Steven Moffat, ce chirurgien plastique de la narration n’a pas réussi son opération dans sa globalité. Voulant donner une nouvelle perspective plus adulte et plus sombre de la série et conquérir un nouveau public, un peu comme sa vision de Sherlock, le Showrunner change radicalement le ton de la série voire sa nature au point qu’on ne la reconnait que dans les grandes lignes. Et ce malgré un Peter Capaldi au meilleur de sa forme dans un Docteur auquel adhère complétement le spectateur. Même la musique de Murray Gold toujours émouvante jusqu’ici, elle aussi, est dénuée d’émotions avec ses notes et orchestrations mécaniques, trés uniformes, et moins orchestrales.

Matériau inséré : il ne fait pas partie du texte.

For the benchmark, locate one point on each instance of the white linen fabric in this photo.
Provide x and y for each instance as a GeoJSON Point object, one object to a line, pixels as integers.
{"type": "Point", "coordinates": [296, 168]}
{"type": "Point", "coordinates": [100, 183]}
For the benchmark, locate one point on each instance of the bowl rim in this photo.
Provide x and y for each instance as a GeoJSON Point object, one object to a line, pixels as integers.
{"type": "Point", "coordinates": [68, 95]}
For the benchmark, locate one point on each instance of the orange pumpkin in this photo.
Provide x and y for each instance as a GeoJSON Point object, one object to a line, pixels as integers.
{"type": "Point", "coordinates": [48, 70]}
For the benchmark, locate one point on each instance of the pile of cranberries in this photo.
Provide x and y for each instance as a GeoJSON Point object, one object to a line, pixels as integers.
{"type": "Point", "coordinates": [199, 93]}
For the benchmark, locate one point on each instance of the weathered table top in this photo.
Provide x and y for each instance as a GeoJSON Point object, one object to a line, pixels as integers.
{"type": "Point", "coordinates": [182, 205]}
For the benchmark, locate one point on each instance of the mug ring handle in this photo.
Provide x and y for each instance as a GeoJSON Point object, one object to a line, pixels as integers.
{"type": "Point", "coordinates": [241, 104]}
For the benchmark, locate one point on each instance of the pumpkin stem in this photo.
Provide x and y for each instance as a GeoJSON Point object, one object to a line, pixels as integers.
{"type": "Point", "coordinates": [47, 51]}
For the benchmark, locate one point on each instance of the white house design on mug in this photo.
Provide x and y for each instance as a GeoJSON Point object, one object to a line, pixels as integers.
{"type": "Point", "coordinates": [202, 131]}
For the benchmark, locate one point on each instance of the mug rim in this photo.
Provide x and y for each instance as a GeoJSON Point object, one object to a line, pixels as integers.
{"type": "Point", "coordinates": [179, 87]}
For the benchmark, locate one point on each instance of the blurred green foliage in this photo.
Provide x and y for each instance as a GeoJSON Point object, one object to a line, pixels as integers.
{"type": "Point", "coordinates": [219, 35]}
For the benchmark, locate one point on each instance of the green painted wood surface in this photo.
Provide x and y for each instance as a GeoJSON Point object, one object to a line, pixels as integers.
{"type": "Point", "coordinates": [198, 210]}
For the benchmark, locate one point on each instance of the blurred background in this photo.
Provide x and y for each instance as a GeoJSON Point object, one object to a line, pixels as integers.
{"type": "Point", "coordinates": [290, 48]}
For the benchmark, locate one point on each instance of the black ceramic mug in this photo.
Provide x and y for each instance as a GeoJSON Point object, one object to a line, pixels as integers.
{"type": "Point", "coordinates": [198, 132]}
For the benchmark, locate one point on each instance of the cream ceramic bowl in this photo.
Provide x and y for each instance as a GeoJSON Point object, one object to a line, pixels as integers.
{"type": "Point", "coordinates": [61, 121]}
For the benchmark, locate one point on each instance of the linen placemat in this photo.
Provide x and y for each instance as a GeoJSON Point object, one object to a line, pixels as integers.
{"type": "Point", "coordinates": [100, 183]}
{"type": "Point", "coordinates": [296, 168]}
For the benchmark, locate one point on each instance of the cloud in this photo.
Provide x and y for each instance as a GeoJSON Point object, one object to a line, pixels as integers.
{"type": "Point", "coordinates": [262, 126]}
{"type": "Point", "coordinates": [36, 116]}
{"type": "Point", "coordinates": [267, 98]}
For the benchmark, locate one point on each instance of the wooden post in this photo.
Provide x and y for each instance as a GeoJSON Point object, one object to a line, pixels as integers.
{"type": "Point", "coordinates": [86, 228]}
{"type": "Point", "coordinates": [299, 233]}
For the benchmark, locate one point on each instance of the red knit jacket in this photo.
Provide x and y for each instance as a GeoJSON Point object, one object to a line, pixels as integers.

Doctor Who est presque sans âme, si on ose le dire, favorisant l’image et quelques pointes de fanservice au détriment de l’écriture. Un Tardis, un tournevis sonique et les voyages interstellaires ne suffisent pas pour définir ce culte de la télévision, cette saison 8 le prouve. Doctor Who sans émotion est-elle vraiment Doctor Who ? C’est ce qu’on se demande.